Updated on 2024-06-07 GMT+08:00

Undo Space Recycling Blocked by Long Transactions

Symptom

  1. The following error information is printed in gs_log:
    snapshot too old! the undo record has been forcibly discarded
    xid xxx, the undo size xxx of the transaction exceeds the threshold xxx. trans_undo_threshold_size xxx,undo_space_limit_size xxx. 

    In the actual error information, xxx indicates the actual data.

  2. The value of global_recycle_xid (global recycling XID of the Undo subsystem) does not change for a long time.

  3. Long transactions exist in the pg_running_xacts and pg_stat_activity views, blocking the progress of oldestxmin and global_recycle_xid.
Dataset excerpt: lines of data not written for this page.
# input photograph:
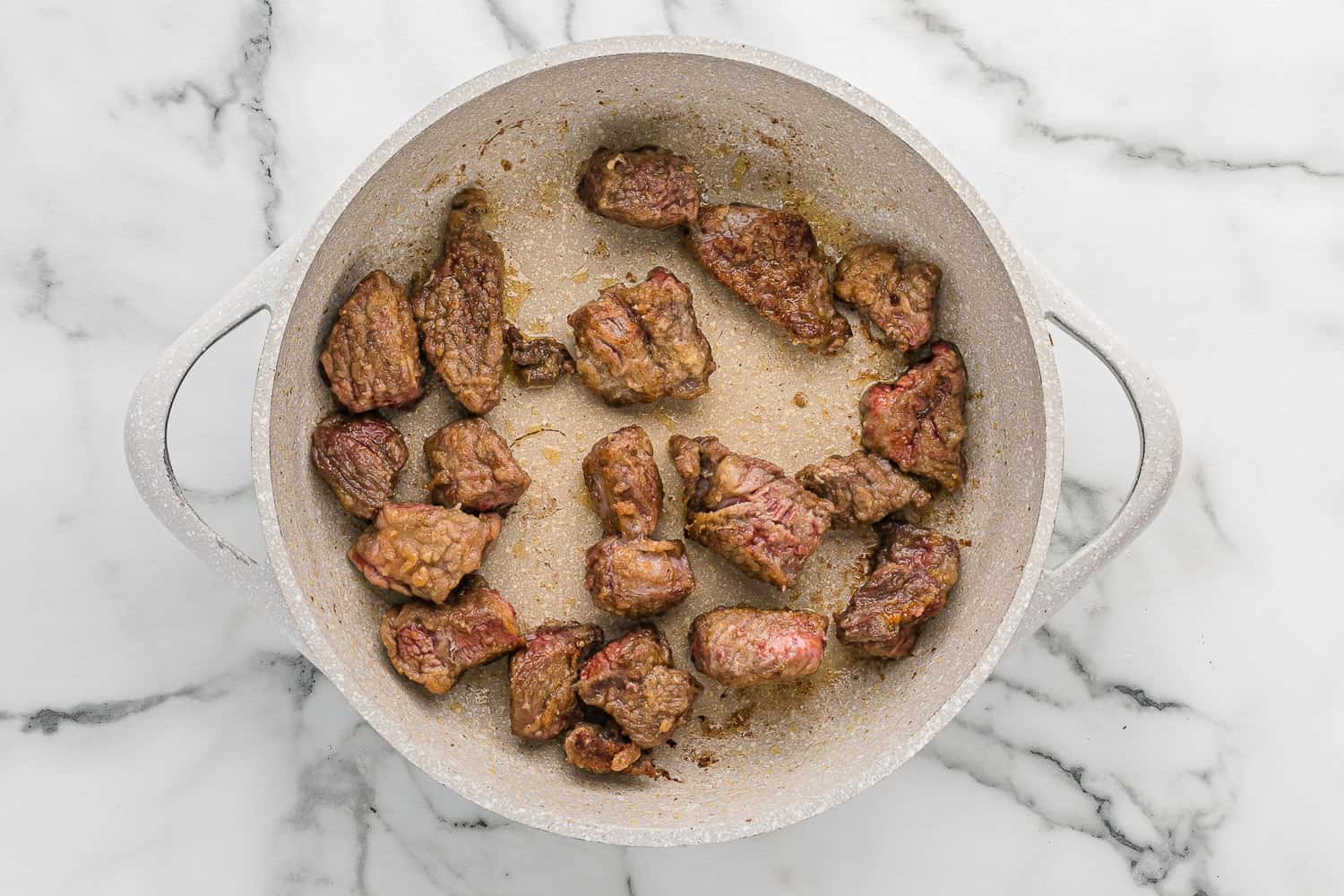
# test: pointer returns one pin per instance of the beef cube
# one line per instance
(472, 466)
(771, 261)
(371, 358)
(604, 750)
(747, 511)
(538, 360)
(435, 643)
(863, 487)
(422, 548)
(632, 680)
(642, 343)
(624, 482)
(918, 421)
(739, 646)
(542, 676)
(460, 309)
(892, 295)
(911, 573)
(645, 187)
(639, 576)
(359, 457)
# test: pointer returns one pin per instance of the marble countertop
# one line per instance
(1176, 729)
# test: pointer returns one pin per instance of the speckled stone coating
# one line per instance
(763, 129)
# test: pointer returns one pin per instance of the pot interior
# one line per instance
(753, 758)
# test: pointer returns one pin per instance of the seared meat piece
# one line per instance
(741, 646)
(359, 457)
(371, 357)
(624, 482)
(538, 360)
(747, 511)
(911, 573)
(460, 309)
(894, 296)
(645, 187)
(604, 750)
(422, 548)
(637, 578)
(863, 487)
(771, 260)
(470, 465)
(435, 643)
(917, 422)
(542, 676)
(642, 343)
(632, 680)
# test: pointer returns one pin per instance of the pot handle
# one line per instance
(1159, 452)
(147, 440)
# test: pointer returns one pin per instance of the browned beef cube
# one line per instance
(435, 643)
(371, 358)
(542, 676)
(359, 457)
(422, 548)
(645, 187)
(911, 573)
(639, 576)
(771, 263)
(747, 511)
(918, 421)
(863, 487)
(460, 309)
(472, 466)
(741, 646)
(642, 343)
(632, 680)
(894, 295)
(604, 750)
(538, 360)
(624, 482)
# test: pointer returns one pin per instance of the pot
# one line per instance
(763, 129)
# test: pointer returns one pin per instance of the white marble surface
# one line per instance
(1176, 729)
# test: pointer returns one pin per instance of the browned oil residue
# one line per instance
(739, 723)
(515, 292)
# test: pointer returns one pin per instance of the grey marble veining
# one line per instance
(1179, 166)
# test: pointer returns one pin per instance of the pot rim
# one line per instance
(494, 796)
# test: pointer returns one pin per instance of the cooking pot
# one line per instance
(761, 128)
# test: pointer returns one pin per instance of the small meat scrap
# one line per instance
(422, 548)
(359, 457)
(747, 511)
(604, 750)
(537, 360)
(639, 576)
(894, 295)
(624, 484)
(911, 573)
(371, 358)
(918, 421)
(542, 676)
(771, 263)
(632, 680)
(642, 343)
(472, 466)
(739, 646)
(863, 487)
(460, 309)
(645, 187)
(435, 643)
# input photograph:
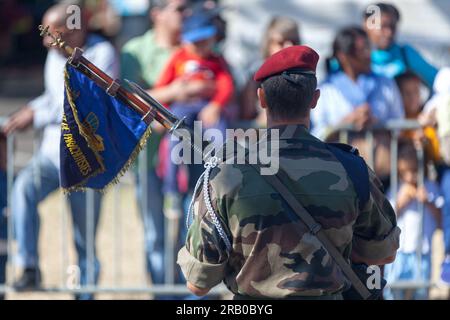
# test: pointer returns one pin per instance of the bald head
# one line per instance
(57, 18)
(56, 15)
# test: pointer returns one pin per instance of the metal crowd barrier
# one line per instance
(395, 127)
(169, 288)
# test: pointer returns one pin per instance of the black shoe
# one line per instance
(30, 279)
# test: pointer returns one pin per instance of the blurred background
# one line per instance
(122, 244)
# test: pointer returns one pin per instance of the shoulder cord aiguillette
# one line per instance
(209, 165)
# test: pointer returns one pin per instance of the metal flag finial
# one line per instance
(57, 40)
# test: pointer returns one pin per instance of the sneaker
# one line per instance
(30, 279)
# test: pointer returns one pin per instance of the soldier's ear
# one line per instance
(315, 99)
(262, 97)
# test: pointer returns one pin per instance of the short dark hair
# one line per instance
(288, 100)
(385, 8)
(408, 75)
(345, 42)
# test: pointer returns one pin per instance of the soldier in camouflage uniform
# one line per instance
(270, 258)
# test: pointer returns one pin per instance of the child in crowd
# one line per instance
(196, 61)
(410, 85)
(413, 261)
(437, 113)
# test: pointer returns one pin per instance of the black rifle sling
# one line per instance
(316, 229)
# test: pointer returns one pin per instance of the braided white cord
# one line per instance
(210, 164)
(191, 204)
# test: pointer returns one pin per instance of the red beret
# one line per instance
(300, 58)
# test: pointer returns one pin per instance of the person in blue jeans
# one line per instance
(33, 184)
(445, 187)
(390, 58)
(3, 229)
(41, 176)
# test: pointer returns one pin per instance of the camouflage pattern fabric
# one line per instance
(270, 258)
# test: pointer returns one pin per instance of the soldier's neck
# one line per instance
(285, 122)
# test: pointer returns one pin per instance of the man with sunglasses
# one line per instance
(388, 57)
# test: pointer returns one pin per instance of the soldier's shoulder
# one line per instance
(344, 147)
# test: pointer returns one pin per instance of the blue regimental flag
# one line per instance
(100, 135)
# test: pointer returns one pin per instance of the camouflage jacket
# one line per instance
(269, 257)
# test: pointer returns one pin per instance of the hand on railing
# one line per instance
(18, 121)
(361, 118)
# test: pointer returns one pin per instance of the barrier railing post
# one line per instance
(421, 206)
(90, 229)
(371, 147)
(11, 276)
(117, 237)
(394, 158)
(143, 191)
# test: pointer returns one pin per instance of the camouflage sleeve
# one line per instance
(376, 235)
(204, 257)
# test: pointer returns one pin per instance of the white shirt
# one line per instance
(409, 221)
(379, 92)
(48, 108)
If the value of xmin obtained by querying active transactions in pg_running_xacts is the same as that of gs_txid_oldestxmin and the thread execution time obtained by querying pg_stat_activity based on a PID is too long, the recycling is suspended by a long transaction.
    SELECT * FROM pg_running_xacts where xmin::text::bigint<>0 and vacuum <> 't' order by xmin::text::bigint asc limit 5;
    SELECT * FROM gs_txid_oldestxmin();
    SELECT * FROM pg_stat_activity WHERE pid = Thread PID where the long transaction exists

Solution

Use pg_terminate_session(pid, sessionid) to terminate the sessions of the long transactions. (Note: There is no fixed quick restoration method for long transactions. Forcibly ending the execution of SQL statements is a common but high-risk operation. Exercise caution when performing this operation. Before performing this operation, please confirm with the administrator and Huawei technical personnel to prevent service failures or errors.)